Die Wanderung über die Berge war eine einzige Katastrophe für Dinka. Die Strapazen an sich waren schlimm genug, doch hoch oben auf dem Pass machte ihr die dünne Luft so sehr zu schaffen, dass sie von Norgon getragen werden musste. Obwohl ihr sterbensübel war, nahm sie es nicht gut auf, dass ausgerechnet Gronte, dieser Stadtmensch ohne Ausdauer, keine Schwierigkeiten zu haben schien, mit den anderen Schritt zu halten. Irgendwann ging es auch wieder bergab und sie konnte sich auf ihren eigenen Beinen fortbewegen, doch der Weg blieb eine Tortur.

 

Die meisten der verwinkelten, steilen Wege hätte wohl keiner der Gruppe ohne die Hilfe des Sternen-Elbs gefunden. Immer, wenn es schien, als wäre ein Weiterkommen schlichtweg unmöglich, setzte er sich an die Spitze und fand den verborgenen Pfad. Es ging immer weiter bergab, bis sie in eine dicke Nebelwand eintauchten. Die eiskalte Nässe schien in jede Pore einzudringen, und nach einer Weile hatte Dinka das Gefühl, dass sie in einer anderen Welt gelandet waren. Vielleicht würden sie für den Rest ihrer  Tage in dieser klammen Trübnis umherirren, und erst viele Jahrzehnte später fände ein erschrockener Pilzsammler die traurigen Reste ihrer Gebeine

»Jetzt träum nicht«, murrte Jiris und verpasste ihr einen Stoß, der sie vorwärts stolpern ließ - mitten hinein in wärmende Sonnenstrahlen und einen perfekten Sommertag.

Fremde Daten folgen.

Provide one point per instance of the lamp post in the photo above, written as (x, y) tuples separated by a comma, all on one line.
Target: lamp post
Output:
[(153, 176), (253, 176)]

Mit tiefen Zügen sog Dinka die frische Luft ein, die den würzigen Geruch von frischem Heu und reifen Früchten mit sich trug. Sie ließ ihren Blick über die weite Fläche schweifen, die sich vor ihr auftat. Saftige Weiden und fruchtbare Felder umrahmten einen kleinen Ort, der hier am Ende der Welt zu liegen schien. Rasch bückte sie sich hinab zu den wilden Erdbeeren, die nach diesem anstrengenden Marsch eine willkommene Belohnung darstellten. Sie sah das leichte Lächeln, das den Mund des Elben umspielte, und erwiderte es schwach. Ja, dieses Mal wusste selbst sie, dass es die Zeit des Erdbeermondes, die Zeit des Überflusses, war. Sie ließ ihren Blick weiter umherschweifen, während sie genüsslich die süßen Beeren verspeiste. Im Osten ragten die steilen Berge empor, durch die sie sich mühsam ihren Weg gebahnt hatten. Nach Süden hin blieb das Land offen, doch im Norden und Westen wurden die etwa dreißig Häuser von dichtem Wald umschlossen. Obwohl ausreichend Land vorhanden war, lagen die Gebäude dicht beieinander, als suchten sie Schutz vor der Einsamkeit dieser weiten Landschaft. Von der Anhöhe aus konnte Dinka erkennen, dass es nur ein Haus gab, das abseits der anderen stand, mindestens zwei Meilen weiter nordwestlich, ganz in der Nähe des Waldrandes.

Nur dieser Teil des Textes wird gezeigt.